Proton Pump Inhibitor Medication‚ÄčResearchers have found that the combination of proton pump inhibitors (PPIs) and non-steroidal anti-inflammatory drugs (NSAIDs) causes more severe intestinal injury as a side-effect than the latter alone due to changes in microbial populations in the gut - referred to as dysbiosis.

It is well established that over-the-counter NSAIDs like ibuprofen can cause injury to the lining of the gut (the gastrointestinal mucosa) and increase gut permeability - so-called "leaky gut". Proton pump inhibitors are used to reduce the secretion of stomach acid and are typically used to treat conditions such as gastro-esophageal reflux disease (GERD).

Researchers at Farncombe Family Digestive Health Research Institute, McMaster University, Ontario, Canada, wanted to look at the combined effects of NSAIDs and PPIs on the integrity and health of the gastrointestinal (GI) mucosa since these drugs are frequently prescribed together. The reason for this being that PPIs may protect the upper GI tract (stomach and duodenum) from the damage caused by the combined effects of NSAIDS and gastric acid - however, the researchers hypothesised that such protection would not extend to the rest of the small intestine and may even cause additional problems.

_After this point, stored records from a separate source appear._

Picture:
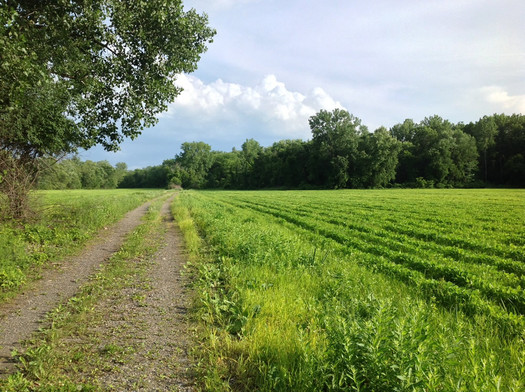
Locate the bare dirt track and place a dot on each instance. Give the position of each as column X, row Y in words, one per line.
column 23, row 315
column 148, row 318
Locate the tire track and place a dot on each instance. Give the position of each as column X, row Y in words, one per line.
column 23, row 315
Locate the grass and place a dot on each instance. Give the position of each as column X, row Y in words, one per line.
column 359, row 290
column 68, row 356
column 68, row 220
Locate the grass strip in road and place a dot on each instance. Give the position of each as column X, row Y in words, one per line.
column 67, row 356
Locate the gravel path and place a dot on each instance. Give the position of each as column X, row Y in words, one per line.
column 22, row 316
column 149, row 318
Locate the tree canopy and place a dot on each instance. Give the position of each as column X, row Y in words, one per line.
column 79, row 73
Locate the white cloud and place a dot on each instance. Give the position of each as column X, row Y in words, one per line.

The McMaster scientists treated rats with antisecretory doses of the common PPIs omeprazole or lanzoprazole for 9 days, also giving them typical therapeutic doses of the NSAIDs naproxen or celecoxib on the final 4 days. Tissue damage to the small intestine was blindly assessed, and changes in hematocrit were measured - low hematocrit is an indicator of tissue damage and bleeding.

Changes in small intestinal microflora were also evaluated using sensitive laboratory techniques, including reverse-transcription polymerase chain reaction (PCR) which was used to detect microbial DNA so that microorganisms from the rats' small intestines could be accurately identified and quantified.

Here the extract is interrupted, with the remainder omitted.